I do try to stay away from all the weird stuff my brother watches whenever I can, but sometimes he does catch me when I have some free time, and then he makes me watch stuff with giant robots in them, and sometimes tentacles... Yeah, I know. So this time, when he told me it was just a live action movie about an apartment building in Japan filled with lovable but zany people, I thought "what the heck." I should have guessed there was something afoot when he made sure that the deadbolt was locked and he swallowed the key after turning on the burglar alarm.

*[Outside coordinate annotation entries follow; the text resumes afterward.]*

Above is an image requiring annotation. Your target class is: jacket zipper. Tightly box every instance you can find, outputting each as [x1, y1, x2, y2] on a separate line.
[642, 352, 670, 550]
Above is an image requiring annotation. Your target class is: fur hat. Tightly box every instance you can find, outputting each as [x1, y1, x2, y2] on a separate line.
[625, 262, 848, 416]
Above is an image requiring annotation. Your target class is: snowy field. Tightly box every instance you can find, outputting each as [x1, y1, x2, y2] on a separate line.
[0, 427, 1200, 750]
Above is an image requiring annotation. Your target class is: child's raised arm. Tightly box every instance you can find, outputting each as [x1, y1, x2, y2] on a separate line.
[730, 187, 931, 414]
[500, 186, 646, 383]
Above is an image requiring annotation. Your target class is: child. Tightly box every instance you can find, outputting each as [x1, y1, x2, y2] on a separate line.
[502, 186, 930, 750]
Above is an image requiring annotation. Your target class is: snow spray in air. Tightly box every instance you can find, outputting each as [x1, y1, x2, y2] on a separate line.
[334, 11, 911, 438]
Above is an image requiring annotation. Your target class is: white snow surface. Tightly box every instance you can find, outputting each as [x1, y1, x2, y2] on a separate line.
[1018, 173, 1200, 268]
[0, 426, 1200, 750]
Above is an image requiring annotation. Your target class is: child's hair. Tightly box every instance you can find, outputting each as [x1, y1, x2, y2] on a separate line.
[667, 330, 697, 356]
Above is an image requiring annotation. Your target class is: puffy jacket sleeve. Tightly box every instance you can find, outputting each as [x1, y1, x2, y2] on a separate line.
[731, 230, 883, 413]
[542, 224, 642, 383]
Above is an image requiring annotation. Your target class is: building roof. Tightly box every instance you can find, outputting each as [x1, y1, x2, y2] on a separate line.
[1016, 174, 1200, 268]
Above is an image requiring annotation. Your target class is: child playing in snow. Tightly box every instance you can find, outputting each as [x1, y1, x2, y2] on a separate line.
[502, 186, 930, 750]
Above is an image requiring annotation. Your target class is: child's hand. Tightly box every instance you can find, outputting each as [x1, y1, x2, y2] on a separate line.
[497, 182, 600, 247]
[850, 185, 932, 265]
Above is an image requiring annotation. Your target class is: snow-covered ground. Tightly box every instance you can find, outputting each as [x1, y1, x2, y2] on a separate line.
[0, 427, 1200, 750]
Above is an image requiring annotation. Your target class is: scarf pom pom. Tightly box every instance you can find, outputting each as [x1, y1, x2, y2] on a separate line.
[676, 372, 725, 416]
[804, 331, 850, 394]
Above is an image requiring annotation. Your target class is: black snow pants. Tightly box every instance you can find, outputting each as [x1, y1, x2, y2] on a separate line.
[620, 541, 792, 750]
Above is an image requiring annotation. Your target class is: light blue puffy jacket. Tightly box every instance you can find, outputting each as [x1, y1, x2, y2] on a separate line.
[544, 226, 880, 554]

So I sat down and settled in for something I hoped wouldn't cause any permanent brain cell damage. All in all, this Maison Ikkikky movie wasn't all that bad. Yeah, my brother kept screaming at the screen stuff like "BULLPOOPY! Godai isn't that much of a *bleep*!" and "What?! What?! Who the *bleep* are those two? Special *bleepy* guest stars in a *bleepingly* bad movie?! Why?! Their presence is pointless!"... Well, he didn't really say "bullpoopy" and his speech wasn't quite as eloquent as I just portrayed it, but that was the gist of it.

It was fun, a bit goofy, and that one musical number was a little.... odd. But I don't wish the writers and director any pain or anything. Sometimes my brother just gets a little overemotional about some pretty pointless things.... Though if he ever tries to get me to watch anything with the title "Overfiend" in it again, I swear to GOD that I will murder him. When he sleeps.

I'll give this film a thumbs up. It was okay. It wasn't really all that bad, but I didn't really know the source material. Those of you who do might want to punch some of the actors through the screen, like my brother tried, so beware.

The Scores of Whores

Word up, my homies. Yeah, I'm down with the Maison. Yotsuya is my bitch, G. But the whole Ikkoku gang ain't got nothin' on my hood. Yeah, livin' with some wannabe yakuza on the other side of a hole in my wall might be a bit weird and all, but I live next to a crack dealer with a goat in his damn yard. Fucker offers me a brick everytime I goes out to get my mail or pour some bleach into the gastank of my other neighbor who constantly shoots at his bitch at night, keeping my ragged ass awake well into the early morning. I'd be like, "Just gettin' my mail, homie," and Mr. Crackhead'd be all like "Hey! Hey!...... Wanna buy a brick? It's goooooood stuff today, ya whore! MmmmmmmMMmm, bitch!" Then I'd be all like, "Whoa, Mr. Crackhead, Can't you see that I'm tryin' to fuck up the engine components of Mr. Wifebeater's auto next door? Shut the fuck up, bitch, or you'll wake him up and I'll tell the fucker you peed in his open car window last night! Oh yeah, bitch, I saw you do it too! I gots the Polaroids!"

Good times all. Though things got quiet after that time that Mr. Wifebeater caught me shoveling a steamy pile of dog crap onto the driver's seat after he must have heard me shattering the windshield, and I told him that Mr. Crackhead was paying me $5 to do it cause he wanted Mr. Wifebeater's beaten wife. After the police left later that day and took the two bodies with 'em, I tried to hook up with the wife myself... Turned out that Mr. Wifebeater wasn't even really married. He just liked to put a wig and bra on his big damn dog and shoot at the mutt all night. Oh, but she was a SAUCY one! Ooooooh yeah!

They should have made a movie about My life. Lots more whores and drugs in my neighborhood. Though not as much drinkin'... Nope, not as much drinkin... I give this movie a thumbs up though for whatever reason.